QunaSys Tech Blog

On December 4-6, 2023, we presented our joint research findings with ENEOS Corporation at IBM Quantum Summit 2023 held in New York. This article will introduce the content of our joint research.

Quantum chemistry computation is considered a promising application area for quantum computers due to the intrinsic quantum nature of the systems being modeled[1]. In the realm of quantum computing, variational quantum algorithms using NISQ (Noisy Intermediate-Scale Quantum) devices are commonly pursued. However, these approaches face several challenges: a substantial number of shots and computational steps are required to maintain results within acceptable statical error margins; the statistical errors mean that the outcomes from actual quantum devices are not variational; and the significant impact of noise on the performance of current quantum devices. These issues are well-known in the field of quantum computing with NISQ devices.

Our proposed QSCI (Quantum Selected Configuration Interaction) method restricts the use of quantum computers to quantum sampling, enabling more accurate energy computations[2].
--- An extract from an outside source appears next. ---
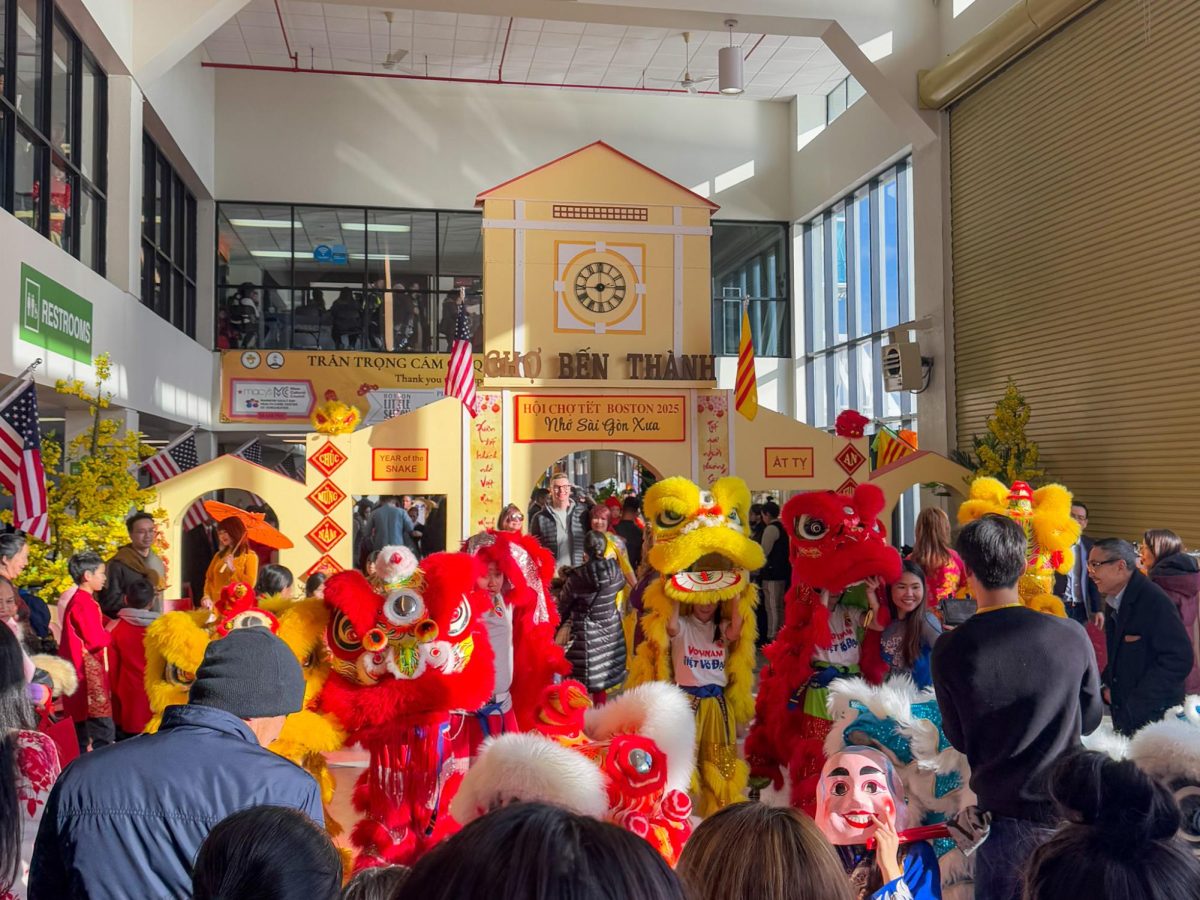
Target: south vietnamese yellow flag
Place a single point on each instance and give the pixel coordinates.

The QSCI algorithm is as follows:

1. Prepare an input state $\ket{\psi_\mathrm{in}}$ on a quantum computer, while the input state is reasonably optimized by methods such as the Variational Quantum Eigensolver (VQE).
2. Measure the input state in the computational basis.
3. Select important electronic states. Choose an arbitrary number of frequently measured bit strings from the measured results.
4. Use the selected bit strings to construct the subspace Hamiltonian, and then perform exact diagonalization. The obtained energy $E$ is guaranteed to be equal to or greater than the exact solution $E_{\text{exact}}$, even with noisy real devices.
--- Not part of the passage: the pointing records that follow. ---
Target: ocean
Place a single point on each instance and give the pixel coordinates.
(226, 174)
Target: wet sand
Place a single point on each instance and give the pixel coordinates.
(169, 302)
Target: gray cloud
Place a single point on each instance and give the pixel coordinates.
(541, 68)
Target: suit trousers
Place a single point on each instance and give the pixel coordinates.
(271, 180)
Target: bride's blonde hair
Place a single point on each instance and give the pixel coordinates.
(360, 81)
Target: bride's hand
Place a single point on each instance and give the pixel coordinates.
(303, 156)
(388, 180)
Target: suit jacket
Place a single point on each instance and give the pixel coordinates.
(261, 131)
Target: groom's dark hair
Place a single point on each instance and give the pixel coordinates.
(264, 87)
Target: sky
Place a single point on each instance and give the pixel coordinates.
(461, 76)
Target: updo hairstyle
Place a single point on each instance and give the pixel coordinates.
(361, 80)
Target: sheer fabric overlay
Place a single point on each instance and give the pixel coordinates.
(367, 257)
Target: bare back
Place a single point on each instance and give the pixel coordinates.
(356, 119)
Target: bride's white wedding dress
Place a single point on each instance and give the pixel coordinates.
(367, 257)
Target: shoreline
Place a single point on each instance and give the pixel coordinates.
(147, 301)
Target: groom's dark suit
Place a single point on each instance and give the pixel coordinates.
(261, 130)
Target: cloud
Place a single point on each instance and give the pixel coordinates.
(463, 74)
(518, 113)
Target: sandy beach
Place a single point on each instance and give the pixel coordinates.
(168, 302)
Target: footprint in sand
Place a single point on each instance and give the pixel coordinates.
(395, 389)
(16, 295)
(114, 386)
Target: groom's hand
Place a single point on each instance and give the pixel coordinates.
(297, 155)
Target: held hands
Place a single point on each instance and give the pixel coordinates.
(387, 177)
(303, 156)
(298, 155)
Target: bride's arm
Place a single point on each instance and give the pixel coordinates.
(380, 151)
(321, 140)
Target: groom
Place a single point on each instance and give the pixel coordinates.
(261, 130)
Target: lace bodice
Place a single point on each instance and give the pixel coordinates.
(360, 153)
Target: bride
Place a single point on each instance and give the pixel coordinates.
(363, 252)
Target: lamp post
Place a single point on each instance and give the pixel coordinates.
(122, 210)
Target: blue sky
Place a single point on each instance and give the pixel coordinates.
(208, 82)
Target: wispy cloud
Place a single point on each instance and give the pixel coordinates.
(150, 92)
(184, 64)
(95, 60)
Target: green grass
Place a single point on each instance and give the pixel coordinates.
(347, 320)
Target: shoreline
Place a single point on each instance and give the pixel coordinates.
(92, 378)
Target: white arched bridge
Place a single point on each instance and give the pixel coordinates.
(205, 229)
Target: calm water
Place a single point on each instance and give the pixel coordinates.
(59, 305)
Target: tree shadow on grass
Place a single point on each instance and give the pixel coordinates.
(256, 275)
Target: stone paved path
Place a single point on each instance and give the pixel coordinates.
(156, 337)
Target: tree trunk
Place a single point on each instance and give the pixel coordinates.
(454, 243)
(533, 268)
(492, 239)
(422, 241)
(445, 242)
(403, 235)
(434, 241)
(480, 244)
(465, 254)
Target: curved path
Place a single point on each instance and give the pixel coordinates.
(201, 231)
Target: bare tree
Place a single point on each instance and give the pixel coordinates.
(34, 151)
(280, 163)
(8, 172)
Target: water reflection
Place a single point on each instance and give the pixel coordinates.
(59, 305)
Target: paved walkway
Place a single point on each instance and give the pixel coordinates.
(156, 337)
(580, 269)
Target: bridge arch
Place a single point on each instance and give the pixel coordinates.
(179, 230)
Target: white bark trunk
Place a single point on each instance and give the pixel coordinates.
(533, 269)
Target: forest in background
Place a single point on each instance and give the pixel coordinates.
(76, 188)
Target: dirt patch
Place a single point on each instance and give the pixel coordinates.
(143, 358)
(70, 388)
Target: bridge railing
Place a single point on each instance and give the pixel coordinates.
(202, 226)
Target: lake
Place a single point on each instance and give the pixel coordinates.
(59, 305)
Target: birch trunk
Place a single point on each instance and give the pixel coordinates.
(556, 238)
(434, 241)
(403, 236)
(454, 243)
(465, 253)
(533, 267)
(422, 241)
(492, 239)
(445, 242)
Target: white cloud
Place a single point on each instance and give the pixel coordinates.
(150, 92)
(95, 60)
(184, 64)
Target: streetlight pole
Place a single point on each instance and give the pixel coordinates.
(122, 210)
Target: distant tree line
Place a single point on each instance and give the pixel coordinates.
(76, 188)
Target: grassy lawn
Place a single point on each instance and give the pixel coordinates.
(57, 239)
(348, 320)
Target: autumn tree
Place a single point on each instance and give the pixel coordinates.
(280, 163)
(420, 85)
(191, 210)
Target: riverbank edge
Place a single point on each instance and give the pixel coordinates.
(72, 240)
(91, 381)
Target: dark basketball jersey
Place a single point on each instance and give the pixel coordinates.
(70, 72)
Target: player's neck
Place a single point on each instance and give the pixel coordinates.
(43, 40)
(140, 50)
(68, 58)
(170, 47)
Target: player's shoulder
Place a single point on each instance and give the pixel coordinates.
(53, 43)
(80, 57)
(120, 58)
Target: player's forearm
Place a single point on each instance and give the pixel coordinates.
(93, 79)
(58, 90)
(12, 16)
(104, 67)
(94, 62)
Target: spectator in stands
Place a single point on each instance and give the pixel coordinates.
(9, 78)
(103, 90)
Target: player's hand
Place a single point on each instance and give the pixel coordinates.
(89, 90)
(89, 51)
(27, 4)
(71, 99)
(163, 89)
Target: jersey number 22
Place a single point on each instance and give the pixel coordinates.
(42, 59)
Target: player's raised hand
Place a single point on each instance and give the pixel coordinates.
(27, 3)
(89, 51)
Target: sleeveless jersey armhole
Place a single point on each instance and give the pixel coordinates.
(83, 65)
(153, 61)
We applied the QSCI method to two molecular Hamiltonians (diazene $\text{N}_2\text{H}_2$ and methane $\text{CH}_4$) and reported our results at the IBM Quantum Summit 2023. It's important to highlight that for the quantum sampling in our calculations, we utilized an actual quantum computer (ibm_algiers).
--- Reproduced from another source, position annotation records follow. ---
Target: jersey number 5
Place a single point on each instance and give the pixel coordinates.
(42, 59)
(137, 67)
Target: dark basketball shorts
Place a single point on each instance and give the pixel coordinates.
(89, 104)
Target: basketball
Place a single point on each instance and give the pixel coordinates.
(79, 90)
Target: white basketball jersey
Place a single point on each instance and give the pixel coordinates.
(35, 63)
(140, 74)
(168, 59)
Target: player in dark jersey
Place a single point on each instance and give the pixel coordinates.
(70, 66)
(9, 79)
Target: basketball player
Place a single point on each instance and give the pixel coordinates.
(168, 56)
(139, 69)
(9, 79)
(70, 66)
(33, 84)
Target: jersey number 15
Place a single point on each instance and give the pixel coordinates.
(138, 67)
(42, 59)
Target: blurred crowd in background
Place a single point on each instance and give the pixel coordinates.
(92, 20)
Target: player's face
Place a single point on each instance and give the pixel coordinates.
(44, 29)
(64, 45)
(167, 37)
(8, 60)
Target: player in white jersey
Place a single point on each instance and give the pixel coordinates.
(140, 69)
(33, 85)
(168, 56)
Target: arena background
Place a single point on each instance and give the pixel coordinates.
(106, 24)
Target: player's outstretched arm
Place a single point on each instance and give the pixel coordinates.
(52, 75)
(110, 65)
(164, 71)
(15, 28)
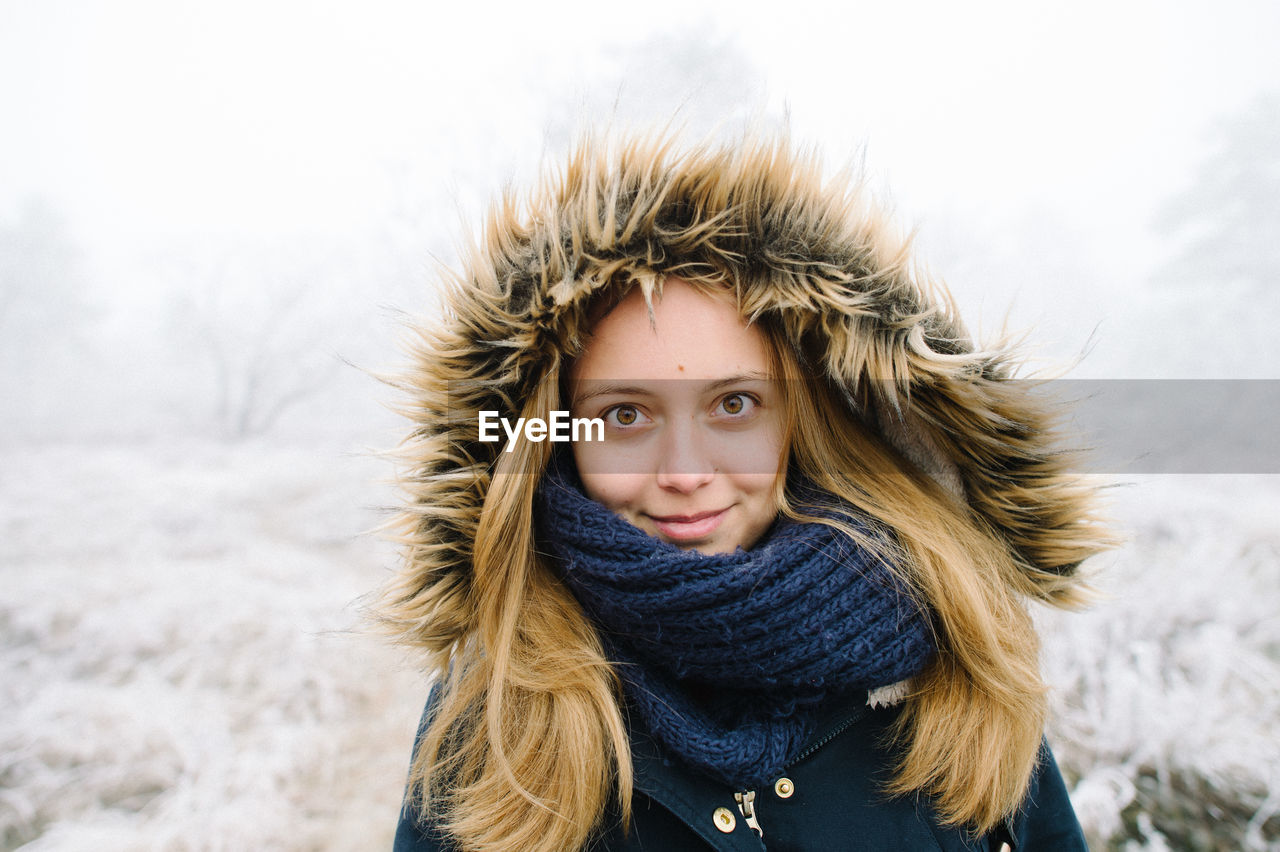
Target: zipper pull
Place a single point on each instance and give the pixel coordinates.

We investigated the energy accuracy of VQE calculations for the diazene molecule on a simulator using various ansatzes, in order to determine which type of input state is suitable for QSCI. While the standard Ry ansatz converged to an energy accuracy comparable to Hartree-Fock (HF), the Ry Custom 1 ansatz (hereafter Ry Custom ansatz) achieved an energy accuracy nearly equivalent to that obtained with CASCI(4e,4o).

Figure 1. Dependence of the ground state energy of diazene molecule on the ansatz. Number of qubits = 8, depth = 8. The vertical axis represents the deviation from the CASCI(4e,4o) calculation. The horizontal axis is the number of iterations of VQE.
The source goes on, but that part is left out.